Andrew W. Mellon Postdoctoral Fellow in the Humanities

20132014 Forum on Violence

Jason Ward

History, African American Studies

Ph.D., Yale University

Hanging Bridge: Racial Violence, Grassroots Struggle, and America's Civil Rights Century

In 1918 and again in 1942, white vigilantes hung African American teenagers from a rusty river bridge near Shubuta, Mississippi. During the 1960s, local African Americans organized to challenge continued repression, discrimination, and economic marginalization. In 1966, a white mob beat civil rights marchers in Shubuta while white authorities lobbied federal officials to defund black-run poverty programs and conspired to ship a local activist to Vietnam. By weaving together three generational narratives of racial violence and grassroots struggle, Hanging Bridge connects a seemingly isolated corner of the Deep South to three watershed moments in America's civil rights century. At three turning points in the black freedom struggle—1918, 1942, and 1966—racial violence in rural Mississippi dramatized national campaigns against lynching, disfranchisement, and the refined forms of repression that historic civil rights legislation failed to stamp out.

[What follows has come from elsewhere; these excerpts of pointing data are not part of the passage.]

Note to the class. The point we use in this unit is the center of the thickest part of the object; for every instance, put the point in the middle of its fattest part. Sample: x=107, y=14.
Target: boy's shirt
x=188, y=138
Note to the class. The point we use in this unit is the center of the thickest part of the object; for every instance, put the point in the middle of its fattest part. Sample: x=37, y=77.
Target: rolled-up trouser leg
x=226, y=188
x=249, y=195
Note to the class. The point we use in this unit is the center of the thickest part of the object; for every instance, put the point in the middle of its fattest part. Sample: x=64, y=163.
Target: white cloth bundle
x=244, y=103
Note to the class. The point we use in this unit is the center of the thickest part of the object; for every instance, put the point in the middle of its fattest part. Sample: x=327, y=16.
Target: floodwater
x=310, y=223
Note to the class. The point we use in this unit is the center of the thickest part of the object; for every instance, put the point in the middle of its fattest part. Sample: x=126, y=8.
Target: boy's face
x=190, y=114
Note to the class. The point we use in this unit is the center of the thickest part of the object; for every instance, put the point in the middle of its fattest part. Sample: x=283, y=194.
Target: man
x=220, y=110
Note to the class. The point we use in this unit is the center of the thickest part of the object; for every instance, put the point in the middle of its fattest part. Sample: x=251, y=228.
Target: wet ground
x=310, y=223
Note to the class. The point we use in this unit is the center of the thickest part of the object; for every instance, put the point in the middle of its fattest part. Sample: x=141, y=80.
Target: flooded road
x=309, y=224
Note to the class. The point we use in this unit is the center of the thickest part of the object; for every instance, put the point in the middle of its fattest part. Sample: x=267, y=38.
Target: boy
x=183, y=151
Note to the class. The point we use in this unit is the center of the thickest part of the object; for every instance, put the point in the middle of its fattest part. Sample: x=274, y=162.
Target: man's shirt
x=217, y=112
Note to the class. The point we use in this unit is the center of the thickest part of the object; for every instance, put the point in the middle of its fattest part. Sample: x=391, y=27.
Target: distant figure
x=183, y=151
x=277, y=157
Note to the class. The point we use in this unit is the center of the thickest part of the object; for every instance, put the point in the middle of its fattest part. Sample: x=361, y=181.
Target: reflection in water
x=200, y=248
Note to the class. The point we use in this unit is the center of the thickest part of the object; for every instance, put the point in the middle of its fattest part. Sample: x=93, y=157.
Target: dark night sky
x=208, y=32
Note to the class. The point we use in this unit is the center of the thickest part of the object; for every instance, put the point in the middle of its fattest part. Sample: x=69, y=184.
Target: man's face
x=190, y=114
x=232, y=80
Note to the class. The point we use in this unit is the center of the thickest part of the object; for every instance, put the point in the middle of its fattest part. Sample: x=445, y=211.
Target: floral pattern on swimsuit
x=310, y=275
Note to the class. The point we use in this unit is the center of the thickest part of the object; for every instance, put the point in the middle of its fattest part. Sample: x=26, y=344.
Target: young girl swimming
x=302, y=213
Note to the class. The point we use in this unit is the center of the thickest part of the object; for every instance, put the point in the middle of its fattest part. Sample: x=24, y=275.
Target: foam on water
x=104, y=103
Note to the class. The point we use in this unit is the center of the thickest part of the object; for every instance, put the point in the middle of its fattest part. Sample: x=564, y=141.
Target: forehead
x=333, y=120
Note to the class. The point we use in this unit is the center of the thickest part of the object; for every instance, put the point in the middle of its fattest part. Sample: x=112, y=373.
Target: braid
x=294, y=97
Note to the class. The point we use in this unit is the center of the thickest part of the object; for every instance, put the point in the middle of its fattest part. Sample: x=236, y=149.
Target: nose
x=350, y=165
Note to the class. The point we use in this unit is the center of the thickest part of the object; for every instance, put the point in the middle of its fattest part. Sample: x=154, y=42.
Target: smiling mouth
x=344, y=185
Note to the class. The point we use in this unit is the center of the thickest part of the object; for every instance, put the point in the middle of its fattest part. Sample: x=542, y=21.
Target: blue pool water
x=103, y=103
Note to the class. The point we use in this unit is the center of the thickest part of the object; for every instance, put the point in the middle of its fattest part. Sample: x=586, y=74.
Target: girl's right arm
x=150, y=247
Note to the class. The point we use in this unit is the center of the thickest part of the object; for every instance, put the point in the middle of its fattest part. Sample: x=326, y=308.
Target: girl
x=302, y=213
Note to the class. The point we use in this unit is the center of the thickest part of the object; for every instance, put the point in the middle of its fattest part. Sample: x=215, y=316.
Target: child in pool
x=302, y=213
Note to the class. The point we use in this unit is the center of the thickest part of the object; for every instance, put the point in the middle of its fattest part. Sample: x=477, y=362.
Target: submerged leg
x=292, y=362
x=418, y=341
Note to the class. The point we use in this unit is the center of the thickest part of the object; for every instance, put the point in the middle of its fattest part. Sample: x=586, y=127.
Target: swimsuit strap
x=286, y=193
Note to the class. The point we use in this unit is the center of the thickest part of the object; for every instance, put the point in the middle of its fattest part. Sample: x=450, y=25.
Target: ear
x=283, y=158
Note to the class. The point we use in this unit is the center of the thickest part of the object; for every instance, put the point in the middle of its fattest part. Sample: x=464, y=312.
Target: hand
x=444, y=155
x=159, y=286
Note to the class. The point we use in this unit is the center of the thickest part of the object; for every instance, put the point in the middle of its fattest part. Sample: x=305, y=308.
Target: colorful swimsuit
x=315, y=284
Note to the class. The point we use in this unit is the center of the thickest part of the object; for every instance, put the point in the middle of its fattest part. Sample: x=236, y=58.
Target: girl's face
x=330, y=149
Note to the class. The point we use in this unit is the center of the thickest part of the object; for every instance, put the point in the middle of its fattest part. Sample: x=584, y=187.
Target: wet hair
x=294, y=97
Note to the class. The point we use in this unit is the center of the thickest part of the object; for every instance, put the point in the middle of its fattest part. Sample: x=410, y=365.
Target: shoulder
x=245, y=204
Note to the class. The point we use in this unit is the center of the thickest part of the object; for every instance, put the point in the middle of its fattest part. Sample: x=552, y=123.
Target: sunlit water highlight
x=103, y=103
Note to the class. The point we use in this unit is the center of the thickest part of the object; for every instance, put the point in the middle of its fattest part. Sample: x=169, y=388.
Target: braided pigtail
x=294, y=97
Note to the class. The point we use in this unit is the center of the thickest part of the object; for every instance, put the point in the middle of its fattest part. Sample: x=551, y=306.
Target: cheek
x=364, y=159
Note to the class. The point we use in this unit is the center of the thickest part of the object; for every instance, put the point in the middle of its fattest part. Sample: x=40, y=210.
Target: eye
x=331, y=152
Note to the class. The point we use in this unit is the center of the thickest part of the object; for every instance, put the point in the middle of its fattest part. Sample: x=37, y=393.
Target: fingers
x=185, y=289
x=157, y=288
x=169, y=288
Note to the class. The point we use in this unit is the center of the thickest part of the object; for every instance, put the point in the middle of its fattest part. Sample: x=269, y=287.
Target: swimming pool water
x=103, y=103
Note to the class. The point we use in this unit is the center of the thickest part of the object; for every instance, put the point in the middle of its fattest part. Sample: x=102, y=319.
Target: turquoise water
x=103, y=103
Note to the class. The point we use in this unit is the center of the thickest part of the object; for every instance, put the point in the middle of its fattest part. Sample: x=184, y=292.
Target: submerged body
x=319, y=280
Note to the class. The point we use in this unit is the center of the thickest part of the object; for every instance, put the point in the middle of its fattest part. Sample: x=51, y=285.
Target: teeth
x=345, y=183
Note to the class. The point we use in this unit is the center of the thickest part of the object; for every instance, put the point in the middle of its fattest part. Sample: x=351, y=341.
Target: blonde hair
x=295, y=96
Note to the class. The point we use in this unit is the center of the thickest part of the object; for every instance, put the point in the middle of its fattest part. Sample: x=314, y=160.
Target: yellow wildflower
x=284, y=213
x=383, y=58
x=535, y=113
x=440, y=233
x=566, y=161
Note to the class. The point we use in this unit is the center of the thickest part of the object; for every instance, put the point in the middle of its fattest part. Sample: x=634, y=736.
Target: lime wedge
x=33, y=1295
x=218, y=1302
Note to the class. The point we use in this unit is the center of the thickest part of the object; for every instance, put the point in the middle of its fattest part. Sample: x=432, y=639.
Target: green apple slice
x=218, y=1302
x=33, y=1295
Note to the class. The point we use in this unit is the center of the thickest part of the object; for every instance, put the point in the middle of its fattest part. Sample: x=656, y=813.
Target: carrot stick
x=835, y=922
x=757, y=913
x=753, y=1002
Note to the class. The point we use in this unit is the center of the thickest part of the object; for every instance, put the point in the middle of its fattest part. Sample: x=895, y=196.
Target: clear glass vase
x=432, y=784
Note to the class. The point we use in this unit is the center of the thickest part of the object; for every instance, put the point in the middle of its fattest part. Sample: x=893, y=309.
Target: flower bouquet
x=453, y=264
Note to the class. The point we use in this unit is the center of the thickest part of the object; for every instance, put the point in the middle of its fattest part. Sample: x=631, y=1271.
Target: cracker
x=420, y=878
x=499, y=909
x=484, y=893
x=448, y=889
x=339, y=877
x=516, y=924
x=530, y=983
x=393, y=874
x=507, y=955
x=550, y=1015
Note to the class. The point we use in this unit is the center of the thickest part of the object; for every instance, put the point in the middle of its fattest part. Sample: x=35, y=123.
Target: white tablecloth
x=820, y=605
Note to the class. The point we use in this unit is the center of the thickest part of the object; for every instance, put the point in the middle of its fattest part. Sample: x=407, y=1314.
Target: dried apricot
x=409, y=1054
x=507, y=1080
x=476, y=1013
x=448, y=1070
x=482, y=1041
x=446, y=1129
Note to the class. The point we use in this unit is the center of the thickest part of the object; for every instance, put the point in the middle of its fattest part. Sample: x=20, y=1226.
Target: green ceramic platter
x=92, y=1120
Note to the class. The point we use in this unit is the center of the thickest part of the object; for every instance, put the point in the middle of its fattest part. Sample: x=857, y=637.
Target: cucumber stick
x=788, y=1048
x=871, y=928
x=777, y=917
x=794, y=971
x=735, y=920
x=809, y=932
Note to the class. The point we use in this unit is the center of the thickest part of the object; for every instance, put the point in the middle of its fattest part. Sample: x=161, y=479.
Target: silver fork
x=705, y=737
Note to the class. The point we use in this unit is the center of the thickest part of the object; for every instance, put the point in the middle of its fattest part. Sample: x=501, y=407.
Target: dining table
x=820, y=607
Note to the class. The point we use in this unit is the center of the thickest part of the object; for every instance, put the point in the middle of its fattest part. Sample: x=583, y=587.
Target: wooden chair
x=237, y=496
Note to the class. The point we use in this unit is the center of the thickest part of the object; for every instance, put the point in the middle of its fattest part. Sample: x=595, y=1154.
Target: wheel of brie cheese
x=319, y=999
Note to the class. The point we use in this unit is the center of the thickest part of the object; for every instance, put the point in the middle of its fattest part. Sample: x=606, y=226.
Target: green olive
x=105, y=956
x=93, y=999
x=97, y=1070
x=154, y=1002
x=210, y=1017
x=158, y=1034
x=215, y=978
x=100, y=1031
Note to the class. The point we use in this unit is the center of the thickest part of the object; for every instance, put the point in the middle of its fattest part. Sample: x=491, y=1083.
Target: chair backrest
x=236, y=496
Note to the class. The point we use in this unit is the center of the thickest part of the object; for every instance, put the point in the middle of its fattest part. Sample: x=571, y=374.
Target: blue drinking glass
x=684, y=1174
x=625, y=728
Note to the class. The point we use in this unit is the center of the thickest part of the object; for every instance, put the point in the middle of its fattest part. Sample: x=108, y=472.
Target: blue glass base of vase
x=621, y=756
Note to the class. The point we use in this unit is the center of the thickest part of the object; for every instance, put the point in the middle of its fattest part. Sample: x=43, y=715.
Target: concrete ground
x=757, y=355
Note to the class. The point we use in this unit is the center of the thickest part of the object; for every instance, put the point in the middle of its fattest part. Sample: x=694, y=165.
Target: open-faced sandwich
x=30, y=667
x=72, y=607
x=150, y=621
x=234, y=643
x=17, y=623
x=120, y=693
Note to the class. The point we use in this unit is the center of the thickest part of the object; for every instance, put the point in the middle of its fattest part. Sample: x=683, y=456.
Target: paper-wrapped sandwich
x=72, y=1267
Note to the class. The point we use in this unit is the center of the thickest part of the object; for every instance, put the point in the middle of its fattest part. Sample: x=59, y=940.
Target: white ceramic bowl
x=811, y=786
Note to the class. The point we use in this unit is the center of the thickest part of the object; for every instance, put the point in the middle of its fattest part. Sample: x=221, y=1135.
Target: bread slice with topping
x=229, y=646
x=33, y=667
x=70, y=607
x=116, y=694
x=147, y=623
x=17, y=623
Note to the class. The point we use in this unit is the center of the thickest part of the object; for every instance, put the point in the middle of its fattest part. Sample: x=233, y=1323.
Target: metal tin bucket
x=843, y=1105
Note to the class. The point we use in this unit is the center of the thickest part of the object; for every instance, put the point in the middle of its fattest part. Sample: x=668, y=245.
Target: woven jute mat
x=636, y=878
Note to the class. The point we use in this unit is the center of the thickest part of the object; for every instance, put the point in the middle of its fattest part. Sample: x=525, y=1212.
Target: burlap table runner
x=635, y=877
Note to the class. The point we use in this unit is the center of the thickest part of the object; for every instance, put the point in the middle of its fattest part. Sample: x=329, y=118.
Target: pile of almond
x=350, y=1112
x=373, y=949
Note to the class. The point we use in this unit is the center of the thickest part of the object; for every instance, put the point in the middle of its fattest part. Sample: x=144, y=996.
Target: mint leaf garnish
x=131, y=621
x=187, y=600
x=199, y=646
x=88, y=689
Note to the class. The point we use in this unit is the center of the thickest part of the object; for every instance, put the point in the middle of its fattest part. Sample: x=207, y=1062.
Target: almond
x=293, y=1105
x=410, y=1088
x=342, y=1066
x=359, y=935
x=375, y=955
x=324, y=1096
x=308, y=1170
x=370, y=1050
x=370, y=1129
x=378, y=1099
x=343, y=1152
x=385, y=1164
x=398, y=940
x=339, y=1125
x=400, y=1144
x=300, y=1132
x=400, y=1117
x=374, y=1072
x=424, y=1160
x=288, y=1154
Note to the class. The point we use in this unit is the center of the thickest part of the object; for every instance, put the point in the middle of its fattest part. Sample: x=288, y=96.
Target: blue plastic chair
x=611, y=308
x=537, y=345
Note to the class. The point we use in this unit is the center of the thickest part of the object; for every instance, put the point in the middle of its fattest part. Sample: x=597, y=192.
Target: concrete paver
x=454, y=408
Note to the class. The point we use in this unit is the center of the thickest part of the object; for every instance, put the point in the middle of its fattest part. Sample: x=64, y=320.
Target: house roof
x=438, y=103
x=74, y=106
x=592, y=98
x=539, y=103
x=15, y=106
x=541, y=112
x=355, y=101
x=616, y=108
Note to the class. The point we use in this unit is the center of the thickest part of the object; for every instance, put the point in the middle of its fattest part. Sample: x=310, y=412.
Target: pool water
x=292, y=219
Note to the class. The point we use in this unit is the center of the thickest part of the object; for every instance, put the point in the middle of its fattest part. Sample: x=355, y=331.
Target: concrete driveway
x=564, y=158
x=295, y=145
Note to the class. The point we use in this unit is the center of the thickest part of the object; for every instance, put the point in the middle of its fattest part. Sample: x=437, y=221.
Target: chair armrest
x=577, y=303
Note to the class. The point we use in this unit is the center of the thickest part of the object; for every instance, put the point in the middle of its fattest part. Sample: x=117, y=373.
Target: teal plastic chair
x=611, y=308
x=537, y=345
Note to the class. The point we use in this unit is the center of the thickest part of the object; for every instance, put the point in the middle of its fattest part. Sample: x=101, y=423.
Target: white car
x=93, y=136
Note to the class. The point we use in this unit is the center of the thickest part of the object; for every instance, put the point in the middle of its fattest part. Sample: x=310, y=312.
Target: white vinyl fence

This study places violence at the center of the narrative, focusing on the ways lynching and other forms of white repression fueled Jim Crow-era outmigration and transformed black conceptions of racial militancy. Violence also shaped a local civil rights struggle that defies conventional movement timelines and themes even as it influenced national debates over the War on Poverty, the Vietnam War, and the nation's ongoing racial dilemma. Rather than a reassuring narrative of progress from Jim Crow brutality to civil rights triumph, Hanging Bridge uses recurrent racial violence as a framework and analytical tool for probing the unfulfilled promise of civil rights in the rural Deep South.